Latar Belakang Penetapan Darurat Militer
Langkah Yoon untuk memberlakukan darurat militer disebut-sebut dipicu oleh ancaman dari Korea Utara dan dugaan “kegiatan anti-negara” yang melibatkan lawan politik dalam negeri. Dalam deklarasinya yang disiarkan televisi nasional, Yoon mengumumkan pengambilalihan kendali militer dengan alasan stabilitas negara. Tindakan tersebut bahkan melibatkan pengerahan militer ke gedung parlemen Korsel.
Namun, keputusan ini ditolak mentah-mentah oleh 190 dari 300 anggota parlemen Majelis Nasional Korsel. Mereka menilai tindakan tersebut melanggar konstitusi dan hukum. Akibatnya, darurat militer dicabut setelah enam jam diberlakukan.
Oposisi dan Rencana Pemakzulan
Setelah pencabutan darurat militer, partai oposisi langsung mengajukan mosi pemakzulan terhadap Yoon. Mereka menuduh presiden telah menyalahgunakan kekuasaannya untuk menghindari penyelidikan terhadap dugaan pelanggaran hukum yang melibatkan dirinya dan keluarganya. Oposisi juga menyebut darurat militer sebagai langkah inkonstitusional yang tak dapat dimaafkan.
Pemungutan suara terkait pemakzulan dijadwalkan pada Sabtu malam (7/12/2024). Jika mosi pemakzulan disetujui, Yoon akan diberhentikan sementara dari jabatannya hingga Mahkamah Konstitusi memutuskan legalitas pemakzulan tersebut. Keputusan Mahkamah Konstitusi akan diumumkan dalam waktu 180 hari, dan jika disetujui, pemilihan presiden baru harus dilakukan dalam waktu 60 hari setelahnya.
Tuduhan Lain yang Menjerat Yoon
Selain menghadapi tuduhan pemberontakan, Yoon juga harus menjawab sejumlah tuduhan lainnya, termasuk dugaan korupsi yang melibatkan istrinya, Kim Keon Hee. Oposisi bahkan memotong sebagian besar anggaran yang diajukan pemerintahannya, membuat Yoon kehilangan kekuatan politik untuk mengendalikan situasi di parlemen.
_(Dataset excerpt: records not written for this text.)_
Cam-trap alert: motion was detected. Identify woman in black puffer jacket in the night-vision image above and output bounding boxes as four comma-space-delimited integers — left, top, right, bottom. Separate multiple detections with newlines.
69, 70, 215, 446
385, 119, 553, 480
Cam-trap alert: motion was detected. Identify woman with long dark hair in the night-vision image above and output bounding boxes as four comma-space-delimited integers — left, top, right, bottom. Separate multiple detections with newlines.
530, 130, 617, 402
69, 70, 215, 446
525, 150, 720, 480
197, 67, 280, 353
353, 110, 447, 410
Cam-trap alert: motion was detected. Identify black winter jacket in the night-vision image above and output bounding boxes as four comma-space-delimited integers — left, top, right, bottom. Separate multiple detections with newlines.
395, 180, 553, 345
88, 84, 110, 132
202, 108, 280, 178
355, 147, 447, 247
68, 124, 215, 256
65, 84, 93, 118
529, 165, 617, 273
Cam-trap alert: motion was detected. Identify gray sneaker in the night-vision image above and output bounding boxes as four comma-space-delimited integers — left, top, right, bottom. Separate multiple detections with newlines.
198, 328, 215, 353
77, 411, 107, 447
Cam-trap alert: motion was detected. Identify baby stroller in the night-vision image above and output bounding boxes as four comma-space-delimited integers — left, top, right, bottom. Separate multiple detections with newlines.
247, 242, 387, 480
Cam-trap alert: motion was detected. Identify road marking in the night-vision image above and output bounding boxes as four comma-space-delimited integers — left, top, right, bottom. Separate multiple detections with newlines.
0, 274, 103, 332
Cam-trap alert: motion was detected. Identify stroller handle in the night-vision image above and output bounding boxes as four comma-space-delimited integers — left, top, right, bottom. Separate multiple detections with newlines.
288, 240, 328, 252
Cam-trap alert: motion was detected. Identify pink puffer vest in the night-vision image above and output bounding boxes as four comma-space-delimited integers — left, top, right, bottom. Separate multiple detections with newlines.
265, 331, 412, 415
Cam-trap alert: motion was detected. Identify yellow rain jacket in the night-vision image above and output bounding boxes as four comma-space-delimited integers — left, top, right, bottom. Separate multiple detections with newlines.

Reaksi dari Partai Kekuatan Rakyat
Meski demikian, partai yang dipimpin Yoon, Partai Kekuatan Rakyat (PPP), tetap berupaya membela presidennya. Para pejabat partai menegaskan akan menolak mosi pemakzulan dan tetap bersatu mendukung Yoon. Namun, sejumlah pengamat politik menilai keputusan Yoon memberlakukan darurat militer telah merusak kepercayaan publik terhadap pemerintahannya.